Simply put, a 401(k) is an employer-sponsored retirement plan. It gives you an opportunity to put a portion of your paycheck into a retirement account before you spend it and, generally, before Uncle Sam taxes it.
There are three big advantages to a 401(k).
It's an easy way to save. The money comes out of your paycheck before you can get your hands on it.
Your money gets invested and accumulates over time. This happens because of regular contributions that are deducted right from your paycheck.
Many companies offer a matching contribution, which to you means free money!

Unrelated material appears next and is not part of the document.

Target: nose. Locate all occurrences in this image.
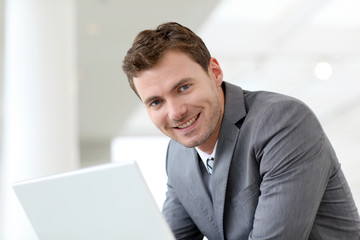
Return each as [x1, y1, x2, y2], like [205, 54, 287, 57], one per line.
[167, 99, 187, 121]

Check out the two savings calculators below to figure out how much your own investment will drive your employer's contribution.
Even if your company has a vesting schedule (meaning the company match becomes yours in increments of, say, 20 percent a year until you're fully vested in five years), don't worry. Even if you leave before you are fully vested, you still walk away with something, and it's free!
Contributing early has a significant impact on how much you save. For example: If you contribute $5,000 to a 401(k) every year for a 10-year period beginning at age 25 and then stop and never contribute again, you will still end up with more money than someone who waits until he or she is 35 and starts contributing the same amount in a 401(k) every year until retirement.
How? Well, starting early puts time on your side. Your money has more momentum and longer to grow, and it compounds. This means your investment earnings generate earnings themselves.
401(k)s: In the long-run, you just can't beat this short-term plan.